葬儀を2日後に控えたその日も、野方から15時位に最寄り駅に戻り家に帰ろうと思った。だけどその日は涙が止まらず、これでは家で待つ母と娘を心配させると思い、マンションの前まできてまた駅に戻り、もう帰れるかなと思ってマンションに行くもやっぱり家には帰れずまた駅まで向かうを繰り返していた。
家と駅が徒歩3分程なのに、夕焼けで空が赤く染まるまでそうしてウロウロしていた。いったい何十往復したのだろう。完全に不審者だったと思う。

静かに落ちていく真っ赤な夕陽を見ながらまた駅に向かっている時だった。
夕陽の下を通っているバイパスも線路も車も家も全てが夕陽に溶けてオレンジ色になった。

何度瞬きをしてもそこにあるはずのものはなく、ただ暖かく何もない音もないオレンジの世界に突然私は包まれた。

その時間は長さで言い表せる類のものではなかった。恐らくは数十秒なのだが、これを「永久」というのだと知っている気がした。

罪悪感と不安でいっぱいのはずなのに、その時押し寄せてきた感情はそれとは真逆の絶対の安心感のようなものだった。
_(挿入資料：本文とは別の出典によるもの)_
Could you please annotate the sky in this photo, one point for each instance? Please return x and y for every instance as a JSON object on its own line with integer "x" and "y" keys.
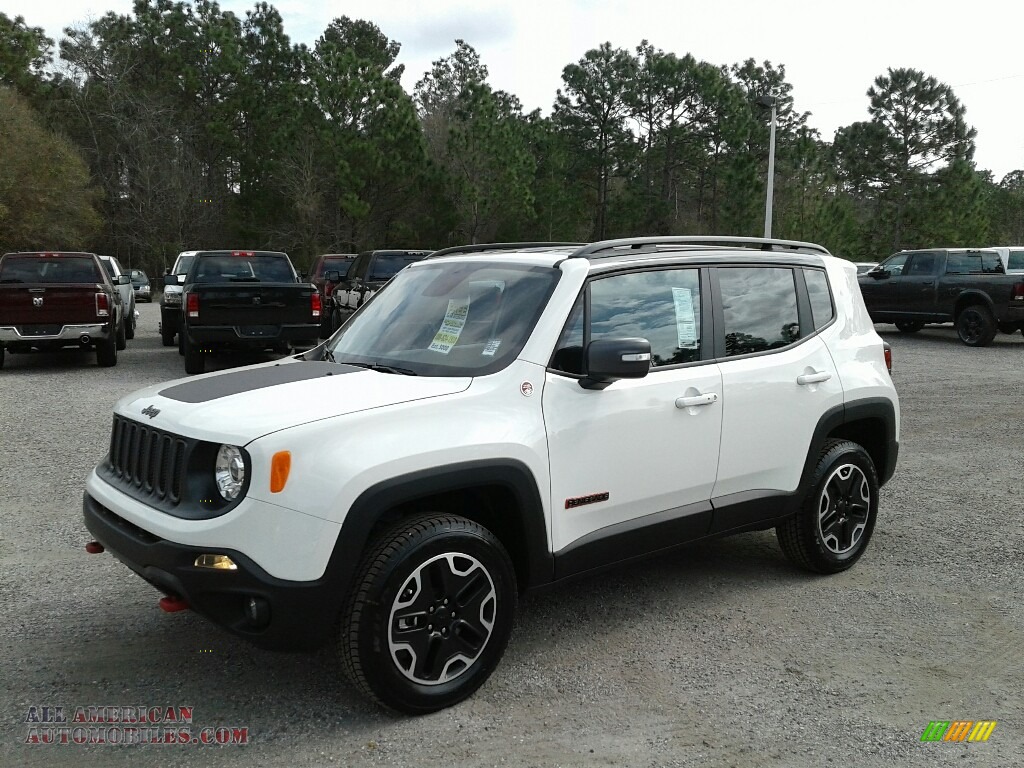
{"x": 832, "y": 50}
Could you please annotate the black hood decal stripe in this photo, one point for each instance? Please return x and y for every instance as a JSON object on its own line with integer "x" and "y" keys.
{"x": 204, "y": 390}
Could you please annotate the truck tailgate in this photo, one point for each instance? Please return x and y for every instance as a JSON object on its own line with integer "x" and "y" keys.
{"x": 254, "y": 304}
{"x": 53, "y": 304}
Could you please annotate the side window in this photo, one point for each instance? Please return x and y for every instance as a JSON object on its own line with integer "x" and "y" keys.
{"x": 817, "y": 291}
{"x": 568, "y": 351}
{"x": 662, "y": 306}
{"x": 894, "y": 266}
{"x": 922, "y": 264}
{"x": 760, "y": 308}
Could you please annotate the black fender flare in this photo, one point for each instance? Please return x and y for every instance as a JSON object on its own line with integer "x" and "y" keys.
{"x": 374, "y": 504}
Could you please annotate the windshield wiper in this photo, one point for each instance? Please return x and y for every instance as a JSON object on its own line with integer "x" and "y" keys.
{"x": 382, "y": 369}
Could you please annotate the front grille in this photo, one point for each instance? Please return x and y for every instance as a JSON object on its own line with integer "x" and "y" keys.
{"x": 147, "y": 462}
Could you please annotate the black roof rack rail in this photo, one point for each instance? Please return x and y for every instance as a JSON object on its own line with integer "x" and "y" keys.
{"x": 480, "y": 247}
{"x": 638, "y": 244}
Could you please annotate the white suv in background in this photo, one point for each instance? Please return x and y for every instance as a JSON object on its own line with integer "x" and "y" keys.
{"x": 496, "y": 419}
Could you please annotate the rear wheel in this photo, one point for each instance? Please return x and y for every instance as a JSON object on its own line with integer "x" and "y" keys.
{"x": 976, "y": 326}
{"x": 832, "y": 528}
{"x": 430, "y": 614}
{"x": 195, "y": 358}
{"x": 909, "y": 327}
{"x": 107, "y": 352}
公園に行きベンチで放心していると「私はなんて幸せだったんだろう」という思いが溢れてきた。今の私の願いは「彼を返してください。他には何もいらない」だけだがつい5日前までその願いが叶えられていた世界にいたのだ。
なのに、どうしてそれが有り難いことだと忘れ、本当は幸せなくせに「もっともっと」と外から見て幸せそうであることに重きを置いていたのだろう。と。
座っていられないほどの深い懺悔の思いで、手を合わせたまましばらく動けなかった。

次に浮かんできた思いは「死ぬ」ってどういうことだろう?というものだった。
ずっと昔に考えて、だけど考えても仕方ないしな。と思ってすぐに辞めてしまった気がする。人が死ぬとはどういうことなんだろう。もちろん体は失くなる。だけど心や想いや魂みたいなものは人が死んだらどこに行くのだろう。体と一緒に失くなるのだろうか。それならば幽霊というのはなんなんだろう。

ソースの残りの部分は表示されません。